Rohin Shah comments on The Inner Alignment Problem

Rohin Shah 4 Jun 2019 7:34 UTC
LW: 14 AF: 8
AF
It seems like the general pattern here is that, when using machine learning for some task X, there are a bunch of properties that affect the likelihood of learning heuristics or proxies rather than actually learning the optimal thing for X. For any such property, making heuristics/proxies more likely would result in a lower chance of mesa-optimization (since optimizers are less like heuristics/proxies) but conditional on mesa-optimization arising, makes it more likely that it is a pseudo-aligned mesa-optimizer instead of a robustly-aligned mesa-optimizer (because now the pressure for heuristics/proxies leads to learning a proxy mesa-objective instead of the true base objective). Example properties of this form are algorithmic range, simplicity bias, and time complexity penalties. Does that seem right?
then developing a pseudo-aligned mesa-objective may require strictly more subprocesses than developing a robustly aligned mesa-objective.
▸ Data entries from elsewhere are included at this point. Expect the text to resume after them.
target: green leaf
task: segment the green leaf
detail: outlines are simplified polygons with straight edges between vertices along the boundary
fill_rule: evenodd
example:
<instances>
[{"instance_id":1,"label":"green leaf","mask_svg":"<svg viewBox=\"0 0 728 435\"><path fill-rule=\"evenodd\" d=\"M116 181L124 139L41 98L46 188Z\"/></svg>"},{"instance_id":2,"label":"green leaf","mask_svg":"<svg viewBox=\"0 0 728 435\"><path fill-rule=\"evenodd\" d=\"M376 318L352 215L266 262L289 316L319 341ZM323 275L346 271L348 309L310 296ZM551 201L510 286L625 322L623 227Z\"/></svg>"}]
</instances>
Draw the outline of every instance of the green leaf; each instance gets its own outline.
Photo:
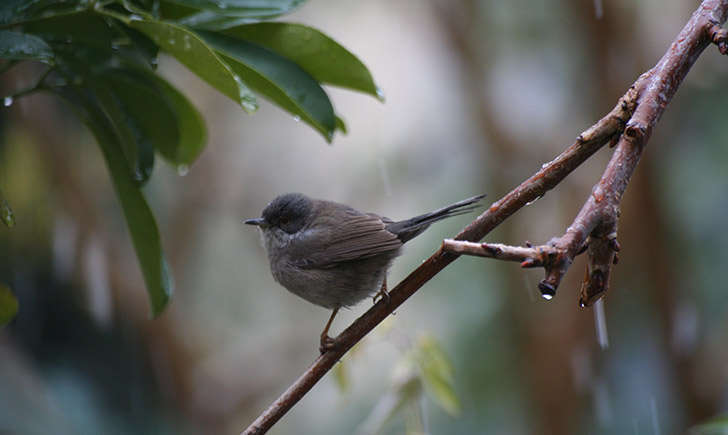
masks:
<instances>
[{"instance_id":1,"label":"green leaf","mask_svg":"<svg viewBox=\"0 0 728 435\"><path fill-rule=\"evenodd\" d=\"M199 36L172 23L135 19L129 26L140 30L192 72L248 112L258 108L255 95L240 77Z\"/></svg>"},{"instance_id":2,"label":"green leaf","mask_svg":"<svg viewBox=\"0 0 728 435\"><path fill-rule=\"evenodd\" d=\"M415 349L415 360L422 370L427 391L447 413L458 415L460 401L453 387L452 364L439 343L432 337L422 337Z\"/></svg>"},{"instance_id":3,"label":"green leaf","mask_svg":"<svg viewBox=\"0 0 728 435\"><path fill-rule=\"evenodd\" d=\"M10 204L5 200L3 192L0 190L0 221L3 221L6 227L12 228L15 226L15 214L13 209L10 208Z\"/></svg>"},{"instance_id":4,"label":"green leaf","mask_svg":"<svg viewBox=\"0 0 728 435\"><path fill-rule=\"evenodd\" d=\"M339 130L340 132L342 132L343 134L348 133L348 131L346 129L346 123L344 122L343 119L339 118L338 116L336 116L336 129Z\"/></svg>"},{"instance_id":5,"label":"green leaf","mask_svg":"<svg viewBox=\"0 0 728 435\"><path fill-rule=\"evenodd\" d=\"M0 59L36 59L48 62L53 50L37 36L0 30Z\"/></svg>"},{"instance_id":6,"label":"green leaf","mask_svg":"<svg viewBox=\"0 0 728 435\"><path fill-rule=\"evenodd\" d=\"M286 57L321 83L384 99L366 66L349 50L320 31L293 23L256 23L223 33L254 42Z\"/></svg>"},{"instance_id":7,"label":"green leaf","mask_svg":"<svg viewBox=\"0 0 728 435\"><path fill-rule=\"evenodd\" d=\"M152 313L160 314L172 294L172 279L162 252L159 230L138 183L131 175L119 140L109 119L92 95L80 89L58 90L71 102L101 148L116 194L121 201L134 249L142 269Z\"/></svg>"},{"instance_id":8,"label":"green leaf","mask_svg":"<svg viewBox=\"0 0 728 435\"><path fill-rule=\"evenodd\" d=\"M176 166L197 159L205 146L205 123L184 95L146 70L115 69L104 77L164 158Z\"/></svg>"},{"instance_id":9,"label":"green leaf","mask_svg":"<svg viewBox=\"0 0 728 435\"><path fill-rule=\"evenodd\" d=\"M159 142L159 145L155 145L157 151L162 157L176 165L192 164L207 143L207 129L202 115L187 97L162 77L148 74L148 78L155 82L157 91L174 111L177 117L177 128L179 128L179 142L176 144Z\"/></svg>"},{"instance_id":10,"label":"green leaf","mask_svg":"<svg viewBox=\"0 0 728 435\"><path fill-rule=\"evenodd\" d=\"M305 0L168 0L188 8L228 17L272 18L290 12Z\"/></svg>"},{"instance_id":11,"label":"green leaf","mask_svg":"<svg viewBox=\"0 0 728 435\"><path fill-rule=\"evenodd\" d=\"M13 292L0 284L0 327L7 325L18 314L18 299Z\"/></svg>"},{"instance_id":12,"label":"green leaf","mask_svg":"<svg viewBox=\"0 0 728 435\"><path fill-rule=\"evenodd\" d=\"M351 379L349 378L349 367L348 361L339 361L332 369L334 374L334 381L339 387L339 391L346 393L351 388Z\"/></svg>"},{"instance_id":13,"label":"green leaf","mask_svg":"<svg viewBox=\"0 0 728 435\"><path fill-rule=\"evenodd\" d=\"M90 12L44 18L23 29L42 37L55 52L56 64L75 74L120 64L151 68L157 55L156 44L144 34Z\"/></svg>"},{"instance_id":14,"label":"green leaf","mask_svg":"<svg viewBox=\"0 0 728 435\"><path fill-rule=\"evenodd\" d=\"M210 11L200 11L180 18L177 24L202 30L223 30L253 21L247 17L227 17Z\"/></svg>"},{"instance_id":15,"label":"green leaf","mask_svg":"<svg viewBox=\"0 0 728 435\"><path fill-rule=\"evenodd\" d=\"M109 86L106 86L107 83ZM149 116L163 119L164 115L169 115L169 119L165 120L167 122L160 123L156 131L164 131L167 124L171 123L172 128L166 130L176 133L175 119L173 115L169 114L169 111L164 110L164 106L159 107L159 102L155 101L157 98L154 92L133 82L124 85L124 87L118 86L118 82L114 80L112 74L105 74L94 77L92 88L124 153L127 169L135 181L143 184L152 175L154 147L149 138L150 129L148 126L145 128L141 123L149 120ZM134 104L144 99L149 102L149 107L154 108L149 111L150 113L146 113L144 107Z\"/></svg>"},{"instance_id":16,"label":"green leaf","mask_svg":"<svg viewBox=\"0 0 728 435\"><path fill-rule=\"evenodd\" d=\"M298 65L241 39L208 31L199 33L251 88L331 141L336 127L331 101L316 80Z\"/></svg>"},{"instance_id":17,"label":"green leaf","mask_svg":"<svg viewBox=\"0 0 728 435\"><path fill-rule=\"evenodd\" d=\"M84 9L87 7L84 3L66 0L2 0L0 1L0 25L8 26Z\"/></svg>"}]
</instances>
This is backwards, I think?
- evhub 4 Jun 2019 18:06 UTC
  LW: 8 AF: 5
  AF Parent
  I agree with that as a general takeaway, though I would caution that I don’t think it’s always true—for example, hard-coded optimization seems to help in both cases, and I suspect algorithmic range to be more complicated than that, likely making some pseudo-alignment problems better but also possibly making some worse.
  
  Also, yeah, that was backwards—it should be fixed now.